Node-Based Scenario Design
(See the follow up series too)
Node-Based Scenario Design is a compelling framework for designing games around the acquiring and application of knowledge. Great for investigation and story-centric gameplay. It evolved out of the author's earlier three clue rule and whilst focussed on table top games is perfectly applicable to all forms of interactive media.
Language Learning
antimoon: How to Learn English Effectively
Stop.
You're probably going to scroll past because you already know english. I'm not linking this for the people who need to learn english, as you clearly can already read my site. I'm linking this for people who want to learn any language.
Yes I'm serious. The reason why I'm highlighting this site is not specifically for the purpose of learning english, but rather for the philosophy about how to learn english.
The biggest thing about attempting to learn a language is that no one knows how to even begin. The secret is that language learning is far more an exercize in consistent effort than in intellect once you know a good approach. Antimoon is one of the better sources out there that covers the philosophy I have used myself.
Read the site. Disregard english specific advise. Identify what seems true for all langauges. Check out the other articles section too.
Harry gefangen in der Zeit
Harry gefangen in der Zeit is perhaps the best kickstart for learning German I have encountered. It is 100 episodes, each shorter than ten minutes in length, with accompanying PDFs (that you should read). It covers a bunch of basic vocabulary and actually quite advanced grammar. If you go over this series you should be pretty well prepared to beginning tackling German, particularly via approaches adovated for by Antimoon above.

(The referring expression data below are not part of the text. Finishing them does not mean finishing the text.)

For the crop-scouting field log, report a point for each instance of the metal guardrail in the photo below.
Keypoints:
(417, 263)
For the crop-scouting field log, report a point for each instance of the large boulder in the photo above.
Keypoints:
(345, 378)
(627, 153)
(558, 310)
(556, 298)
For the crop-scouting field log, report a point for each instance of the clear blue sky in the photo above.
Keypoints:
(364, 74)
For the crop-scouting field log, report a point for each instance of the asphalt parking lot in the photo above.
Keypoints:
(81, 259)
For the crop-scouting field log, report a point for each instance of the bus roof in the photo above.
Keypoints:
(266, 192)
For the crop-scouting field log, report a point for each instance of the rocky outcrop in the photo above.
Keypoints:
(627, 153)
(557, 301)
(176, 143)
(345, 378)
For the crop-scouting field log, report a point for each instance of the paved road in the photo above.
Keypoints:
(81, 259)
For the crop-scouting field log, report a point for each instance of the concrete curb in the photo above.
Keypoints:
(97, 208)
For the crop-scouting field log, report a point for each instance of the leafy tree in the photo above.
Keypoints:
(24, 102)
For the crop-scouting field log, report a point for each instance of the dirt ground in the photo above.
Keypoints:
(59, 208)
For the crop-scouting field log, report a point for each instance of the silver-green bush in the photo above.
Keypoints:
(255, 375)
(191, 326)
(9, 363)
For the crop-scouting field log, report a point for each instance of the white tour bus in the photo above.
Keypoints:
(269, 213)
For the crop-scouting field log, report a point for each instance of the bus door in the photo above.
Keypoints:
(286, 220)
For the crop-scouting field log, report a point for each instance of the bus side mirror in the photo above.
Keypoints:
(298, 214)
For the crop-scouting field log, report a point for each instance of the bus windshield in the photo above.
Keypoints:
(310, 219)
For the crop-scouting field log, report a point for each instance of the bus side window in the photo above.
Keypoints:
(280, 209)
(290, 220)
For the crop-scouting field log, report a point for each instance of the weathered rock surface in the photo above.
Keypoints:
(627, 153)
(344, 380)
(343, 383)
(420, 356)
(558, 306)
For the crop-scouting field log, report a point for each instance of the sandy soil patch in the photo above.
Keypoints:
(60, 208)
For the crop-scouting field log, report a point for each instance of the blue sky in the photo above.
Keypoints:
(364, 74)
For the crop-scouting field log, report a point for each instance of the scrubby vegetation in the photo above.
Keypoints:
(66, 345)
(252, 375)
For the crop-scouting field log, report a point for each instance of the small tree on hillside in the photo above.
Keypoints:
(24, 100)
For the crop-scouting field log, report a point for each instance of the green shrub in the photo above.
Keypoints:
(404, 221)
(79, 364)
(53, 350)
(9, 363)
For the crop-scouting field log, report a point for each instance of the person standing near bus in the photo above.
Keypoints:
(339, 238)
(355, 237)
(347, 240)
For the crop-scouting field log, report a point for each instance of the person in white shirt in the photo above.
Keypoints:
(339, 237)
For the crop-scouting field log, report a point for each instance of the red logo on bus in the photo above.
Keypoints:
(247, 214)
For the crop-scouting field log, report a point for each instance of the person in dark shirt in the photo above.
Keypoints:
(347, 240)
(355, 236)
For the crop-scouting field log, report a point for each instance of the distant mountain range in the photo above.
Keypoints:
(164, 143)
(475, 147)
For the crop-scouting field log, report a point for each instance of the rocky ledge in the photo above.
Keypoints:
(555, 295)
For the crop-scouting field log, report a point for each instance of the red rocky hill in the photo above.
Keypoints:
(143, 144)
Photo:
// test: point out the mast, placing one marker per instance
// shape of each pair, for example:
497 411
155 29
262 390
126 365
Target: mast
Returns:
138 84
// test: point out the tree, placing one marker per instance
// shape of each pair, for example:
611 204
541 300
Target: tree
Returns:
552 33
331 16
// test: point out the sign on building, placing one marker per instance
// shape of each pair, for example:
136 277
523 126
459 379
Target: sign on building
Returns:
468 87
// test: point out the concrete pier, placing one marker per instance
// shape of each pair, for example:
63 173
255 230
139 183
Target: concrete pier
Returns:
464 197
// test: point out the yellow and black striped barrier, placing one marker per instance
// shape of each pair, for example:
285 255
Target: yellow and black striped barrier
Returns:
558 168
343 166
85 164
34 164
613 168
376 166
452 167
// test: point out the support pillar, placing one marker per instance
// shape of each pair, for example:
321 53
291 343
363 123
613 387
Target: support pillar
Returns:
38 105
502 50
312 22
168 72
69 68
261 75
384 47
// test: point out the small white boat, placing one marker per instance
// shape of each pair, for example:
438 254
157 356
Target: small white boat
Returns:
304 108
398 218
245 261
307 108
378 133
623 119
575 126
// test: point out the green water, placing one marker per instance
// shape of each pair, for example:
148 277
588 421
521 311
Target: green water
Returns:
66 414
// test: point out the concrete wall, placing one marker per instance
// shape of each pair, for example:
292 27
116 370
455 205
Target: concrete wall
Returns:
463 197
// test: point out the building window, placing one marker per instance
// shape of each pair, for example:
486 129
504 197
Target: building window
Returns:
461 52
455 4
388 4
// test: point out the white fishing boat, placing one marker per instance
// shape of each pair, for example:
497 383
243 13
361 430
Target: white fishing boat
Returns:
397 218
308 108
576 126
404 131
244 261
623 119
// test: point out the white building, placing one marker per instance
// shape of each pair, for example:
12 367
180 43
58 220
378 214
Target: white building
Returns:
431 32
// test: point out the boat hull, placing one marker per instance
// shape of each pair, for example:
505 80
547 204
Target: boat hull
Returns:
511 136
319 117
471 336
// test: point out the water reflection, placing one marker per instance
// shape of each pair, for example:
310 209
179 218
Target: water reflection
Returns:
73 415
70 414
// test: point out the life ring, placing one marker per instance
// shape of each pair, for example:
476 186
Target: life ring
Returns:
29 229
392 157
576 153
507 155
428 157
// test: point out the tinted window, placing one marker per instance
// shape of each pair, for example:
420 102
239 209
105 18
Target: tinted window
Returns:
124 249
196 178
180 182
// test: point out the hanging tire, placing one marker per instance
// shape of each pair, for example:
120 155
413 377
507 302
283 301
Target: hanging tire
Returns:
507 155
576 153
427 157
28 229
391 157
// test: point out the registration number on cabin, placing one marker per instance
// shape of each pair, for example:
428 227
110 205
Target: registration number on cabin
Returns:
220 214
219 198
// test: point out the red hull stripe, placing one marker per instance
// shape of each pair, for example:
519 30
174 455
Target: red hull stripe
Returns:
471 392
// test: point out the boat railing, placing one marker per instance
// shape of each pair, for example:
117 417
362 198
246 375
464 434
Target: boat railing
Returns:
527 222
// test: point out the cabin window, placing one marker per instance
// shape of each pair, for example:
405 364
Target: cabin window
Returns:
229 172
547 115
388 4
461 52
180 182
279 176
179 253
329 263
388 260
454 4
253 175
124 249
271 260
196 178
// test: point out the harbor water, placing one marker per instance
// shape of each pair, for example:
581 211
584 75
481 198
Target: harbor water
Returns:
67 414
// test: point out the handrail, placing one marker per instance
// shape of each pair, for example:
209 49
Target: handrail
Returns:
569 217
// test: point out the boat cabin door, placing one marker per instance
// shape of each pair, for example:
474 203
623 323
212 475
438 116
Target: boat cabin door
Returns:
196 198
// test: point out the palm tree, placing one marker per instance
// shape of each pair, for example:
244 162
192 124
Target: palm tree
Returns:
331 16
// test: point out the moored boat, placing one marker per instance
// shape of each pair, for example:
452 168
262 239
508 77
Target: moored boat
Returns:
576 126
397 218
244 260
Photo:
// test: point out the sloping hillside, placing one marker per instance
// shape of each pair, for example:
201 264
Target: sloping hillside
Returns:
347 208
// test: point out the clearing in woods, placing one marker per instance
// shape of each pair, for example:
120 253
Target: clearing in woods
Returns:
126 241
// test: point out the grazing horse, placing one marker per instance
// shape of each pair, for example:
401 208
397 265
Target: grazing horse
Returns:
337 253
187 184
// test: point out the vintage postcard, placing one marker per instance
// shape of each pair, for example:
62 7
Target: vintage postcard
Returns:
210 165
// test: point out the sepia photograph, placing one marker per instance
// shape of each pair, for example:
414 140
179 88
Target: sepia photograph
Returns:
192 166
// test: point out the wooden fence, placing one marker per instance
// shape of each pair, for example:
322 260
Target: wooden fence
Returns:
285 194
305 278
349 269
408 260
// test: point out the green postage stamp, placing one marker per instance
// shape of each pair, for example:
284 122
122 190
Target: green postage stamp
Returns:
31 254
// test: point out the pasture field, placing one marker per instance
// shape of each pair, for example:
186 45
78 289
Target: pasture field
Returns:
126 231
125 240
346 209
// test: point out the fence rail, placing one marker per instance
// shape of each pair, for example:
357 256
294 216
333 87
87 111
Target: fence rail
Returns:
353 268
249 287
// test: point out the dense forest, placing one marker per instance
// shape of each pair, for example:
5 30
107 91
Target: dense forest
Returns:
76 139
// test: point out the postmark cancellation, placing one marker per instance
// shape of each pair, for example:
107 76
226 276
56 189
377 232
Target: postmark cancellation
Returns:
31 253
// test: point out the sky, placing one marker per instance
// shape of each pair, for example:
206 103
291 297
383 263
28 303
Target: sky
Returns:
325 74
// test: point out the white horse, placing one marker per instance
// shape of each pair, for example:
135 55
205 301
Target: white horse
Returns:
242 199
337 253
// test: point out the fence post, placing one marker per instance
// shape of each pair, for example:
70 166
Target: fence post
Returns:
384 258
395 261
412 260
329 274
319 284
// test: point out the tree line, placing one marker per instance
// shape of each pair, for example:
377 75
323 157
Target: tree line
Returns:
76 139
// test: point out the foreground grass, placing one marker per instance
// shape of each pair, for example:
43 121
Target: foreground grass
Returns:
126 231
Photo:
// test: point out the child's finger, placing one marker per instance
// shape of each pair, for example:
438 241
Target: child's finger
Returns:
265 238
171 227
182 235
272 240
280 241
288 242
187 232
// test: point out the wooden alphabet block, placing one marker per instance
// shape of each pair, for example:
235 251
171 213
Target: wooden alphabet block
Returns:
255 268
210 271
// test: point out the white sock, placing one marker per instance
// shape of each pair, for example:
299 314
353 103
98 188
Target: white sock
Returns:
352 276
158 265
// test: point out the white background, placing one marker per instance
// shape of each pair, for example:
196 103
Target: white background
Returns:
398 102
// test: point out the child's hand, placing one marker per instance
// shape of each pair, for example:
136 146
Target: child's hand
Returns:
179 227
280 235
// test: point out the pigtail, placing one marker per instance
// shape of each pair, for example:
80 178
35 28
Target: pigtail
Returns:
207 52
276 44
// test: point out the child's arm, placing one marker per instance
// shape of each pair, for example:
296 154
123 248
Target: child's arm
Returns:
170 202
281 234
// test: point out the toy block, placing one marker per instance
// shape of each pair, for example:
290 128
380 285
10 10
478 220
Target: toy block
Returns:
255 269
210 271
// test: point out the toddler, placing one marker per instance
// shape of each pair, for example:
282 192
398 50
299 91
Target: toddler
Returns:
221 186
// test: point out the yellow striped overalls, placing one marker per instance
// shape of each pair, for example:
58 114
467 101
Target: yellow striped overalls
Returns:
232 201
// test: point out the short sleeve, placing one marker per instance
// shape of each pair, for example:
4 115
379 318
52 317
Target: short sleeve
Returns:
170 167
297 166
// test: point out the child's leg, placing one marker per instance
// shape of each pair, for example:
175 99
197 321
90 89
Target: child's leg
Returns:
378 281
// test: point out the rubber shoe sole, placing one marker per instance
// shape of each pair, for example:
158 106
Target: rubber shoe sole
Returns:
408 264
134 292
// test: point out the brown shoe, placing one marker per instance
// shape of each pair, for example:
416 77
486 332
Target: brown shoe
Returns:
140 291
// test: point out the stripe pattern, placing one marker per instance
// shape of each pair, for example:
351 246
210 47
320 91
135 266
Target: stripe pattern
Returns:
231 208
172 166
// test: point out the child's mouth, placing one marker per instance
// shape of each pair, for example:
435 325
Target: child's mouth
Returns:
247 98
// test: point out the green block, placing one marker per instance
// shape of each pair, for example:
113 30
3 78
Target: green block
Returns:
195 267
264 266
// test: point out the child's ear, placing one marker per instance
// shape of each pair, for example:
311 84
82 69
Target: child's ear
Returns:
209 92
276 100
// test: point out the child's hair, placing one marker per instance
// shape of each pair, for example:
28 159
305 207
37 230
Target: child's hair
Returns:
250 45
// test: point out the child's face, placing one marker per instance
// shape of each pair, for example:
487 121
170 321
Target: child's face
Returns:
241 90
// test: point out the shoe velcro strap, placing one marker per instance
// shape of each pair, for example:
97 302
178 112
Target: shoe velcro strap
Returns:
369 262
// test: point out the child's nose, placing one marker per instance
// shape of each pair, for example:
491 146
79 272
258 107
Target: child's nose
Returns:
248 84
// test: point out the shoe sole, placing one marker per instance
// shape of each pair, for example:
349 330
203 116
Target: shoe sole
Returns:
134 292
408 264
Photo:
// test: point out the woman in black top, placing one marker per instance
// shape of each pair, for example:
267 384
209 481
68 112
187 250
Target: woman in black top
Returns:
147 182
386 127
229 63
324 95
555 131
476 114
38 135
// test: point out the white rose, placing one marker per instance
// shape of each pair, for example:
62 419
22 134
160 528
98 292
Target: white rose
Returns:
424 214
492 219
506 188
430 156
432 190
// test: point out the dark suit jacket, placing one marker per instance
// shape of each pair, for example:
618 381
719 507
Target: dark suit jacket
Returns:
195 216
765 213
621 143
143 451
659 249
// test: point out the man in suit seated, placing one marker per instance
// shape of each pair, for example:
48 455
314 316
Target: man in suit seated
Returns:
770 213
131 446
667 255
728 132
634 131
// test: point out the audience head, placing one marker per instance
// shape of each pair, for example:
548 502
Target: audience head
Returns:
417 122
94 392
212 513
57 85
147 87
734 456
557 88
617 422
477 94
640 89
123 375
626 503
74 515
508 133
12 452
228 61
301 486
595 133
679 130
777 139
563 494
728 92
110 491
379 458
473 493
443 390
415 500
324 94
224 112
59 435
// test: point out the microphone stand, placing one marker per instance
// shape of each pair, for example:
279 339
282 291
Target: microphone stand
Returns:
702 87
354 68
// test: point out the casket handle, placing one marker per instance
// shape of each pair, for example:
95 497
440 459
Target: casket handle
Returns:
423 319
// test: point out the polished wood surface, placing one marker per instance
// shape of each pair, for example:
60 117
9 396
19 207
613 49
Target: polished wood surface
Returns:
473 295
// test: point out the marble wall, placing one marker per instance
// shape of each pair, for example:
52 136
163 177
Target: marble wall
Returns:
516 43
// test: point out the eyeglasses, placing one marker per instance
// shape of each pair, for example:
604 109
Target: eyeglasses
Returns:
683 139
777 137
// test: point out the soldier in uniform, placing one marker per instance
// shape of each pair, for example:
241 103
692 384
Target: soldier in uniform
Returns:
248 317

Subaki: Yesterday's Grammar Guide
I used this grammar guide to prime my brain with Japanese grammar concepts before beginning to dive into the language. This is exactly the way it is intended to be used. You are not supposed to try to memorize anything, but just prime yourself with the idea, such that when you encounter the grammar in your language input experiences your brain is already prepared to receive them. I have found this to be the true path to language learning. The only real exercize is your ability to recognize things in real language. Have your priming phrase, then get to it.